How common is JC virus exposure?
A number of recent studies have investigated the proportion of people with MS who have been exposed to the JC virus. JC virus exposure is one of the risk factors for developing PML (progressive multifocal leukoencephalopathy) during treatment with Tysabri.
Exposure is determined with the STRATIFY test, which detects antibodies to the JC virus. If the test is negative, the risk of developing PML during Tysabri treatment is very low (less than 1 in a 1000). But the PML risk is 10-fold higher (about 1 in a 100) for people who test positive for the virus, have been treated at some point with immunosuppressants, and have been taking Tysabri for two years or more.
The Canadian study examined blood samples from over four thousand people (Bhan and colleagues. Can J Neurol Sci 2014;Nov 4:1-5). Overall, 56.3% of people showed prior JC virus exposure.
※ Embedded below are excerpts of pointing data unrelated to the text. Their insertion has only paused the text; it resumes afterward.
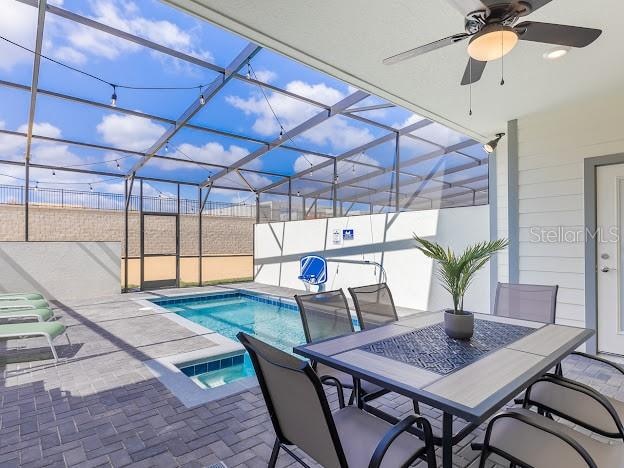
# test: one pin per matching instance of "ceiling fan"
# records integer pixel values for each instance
(494, 31)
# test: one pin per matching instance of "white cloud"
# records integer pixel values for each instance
(129, 131)
(266, 76)
(347, 169)
(125, 16)
(68, 55)
(337, 132)
(18, 23)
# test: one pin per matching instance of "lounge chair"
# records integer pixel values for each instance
(41, 314)
(326, 315)
(349, 437)
(525, 438)
(49, 330)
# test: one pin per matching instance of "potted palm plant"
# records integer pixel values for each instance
(456, 272)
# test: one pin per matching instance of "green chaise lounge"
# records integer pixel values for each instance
(41, 314)
(49, 330)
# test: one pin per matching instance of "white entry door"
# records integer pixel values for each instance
(610, 258)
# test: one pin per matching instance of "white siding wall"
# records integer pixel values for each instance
(383, 238)
(552, 147)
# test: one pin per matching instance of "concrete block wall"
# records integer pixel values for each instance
(221, 235)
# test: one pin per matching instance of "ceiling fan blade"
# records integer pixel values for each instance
(424, 49)
(473, 73)
(559, 34)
The rate of viral exposure increased with age, from 45% in younger people to 61% in those aged 60 or older.
These results are consistent with other population studies. In the JEMS (JC virus epidemiology in MS) study published earlier this year, the overall prevalence of JC virus exposure was 57.1% (Bozic and colleagues. Eur J Neurol 2014;21:299-304). JEMS included people from Europe, Canada and Australia.
Another international study found that JC virus exposure was highest in Turkey (67.7%), Austria (66.7%), Germany (59.1%) and Sweden (50.0%), and lowest in Norway (47.4%) and Denmark (52.6%) (Olsson and colleagues. Mult Scler 2013;19:1533-1538).
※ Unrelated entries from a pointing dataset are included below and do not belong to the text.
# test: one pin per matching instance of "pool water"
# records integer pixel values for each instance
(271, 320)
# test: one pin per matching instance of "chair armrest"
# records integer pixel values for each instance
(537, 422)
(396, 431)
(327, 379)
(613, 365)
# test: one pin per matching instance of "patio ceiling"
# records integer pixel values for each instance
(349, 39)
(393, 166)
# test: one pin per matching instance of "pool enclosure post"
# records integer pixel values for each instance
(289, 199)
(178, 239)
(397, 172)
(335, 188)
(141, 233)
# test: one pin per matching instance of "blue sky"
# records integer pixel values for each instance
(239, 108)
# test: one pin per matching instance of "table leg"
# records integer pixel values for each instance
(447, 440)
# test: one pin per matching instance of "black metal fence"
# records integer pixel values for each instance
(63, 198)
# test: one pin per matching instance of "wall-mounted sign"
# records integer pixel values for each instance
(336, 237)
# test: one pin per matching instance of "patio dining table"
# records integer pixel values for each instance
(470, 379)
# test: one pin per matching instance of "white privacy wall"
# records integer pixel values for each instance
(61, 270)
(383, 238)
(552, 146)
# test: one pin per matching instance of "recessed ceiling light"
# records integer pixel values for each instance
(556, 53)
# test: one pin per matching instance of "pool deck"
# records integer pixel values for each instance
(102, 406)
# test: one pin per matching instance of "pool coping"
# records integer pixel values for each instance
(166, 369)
A JC virus antibody test is often recommended prior to starting Tysabri so that people have a more complete picture about the potential risks. People who test negative should be re-tested periodically to see if their antibody status has changed. The rate of seroconversion (i.e. from negative to positive for viral antibodies) is estimated to be about 3-8% per year.